There are many other areas of Business Development activity which focuses on how you promote yourself/ company and also how you manage your company from an operational perspective. I’ve played a lead role in trying to change some of our culture within the company; something which Richard Branson states is one of the hardest things to do in business! Getting people to think and act differently when habits and ways of working have been long established is a challenge, for all concerned. However I have maintained the strong view for sometime now that the way we do business has changed and will continue to do so. The same can be said for Architecture and the Construction Industry as whole.

I remember being sat in a supply chain briefing meeting many years ago at the Boots HQ in Nottingham. The speaker said that Retailers can never stand still if they want to survive; they must keep evolving and changing to reflect and respond to market drivers and consumer choices. The same is completely valid in business generally.

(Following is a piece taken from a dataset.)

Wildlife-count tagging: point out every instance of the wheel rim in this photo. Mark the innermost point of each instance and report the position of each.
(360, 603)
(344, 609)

I regularly get invites to meet with people under the banner of a “Business to Business” (B2B). This idea/ format has been around for a while now and provides a simple and open agenda to introduce two companies and seek out opportunities to work together. Recently this concept has been challenged and is now refereed to as “Human to Human” (H2H) meetings. This is actually nothing new to anyone who understands BD/ Sales, but is a far more accurate idea/ title. Fundamentally any tangible outcomes from two companies introducing themselves will be determined by whether those two (or more) people in the room get on with each other. This is a personal thing. In life, we all want to be around people who we get on with and this affects how we do business.

Human 2 HumanImage above from LinkedIn this week.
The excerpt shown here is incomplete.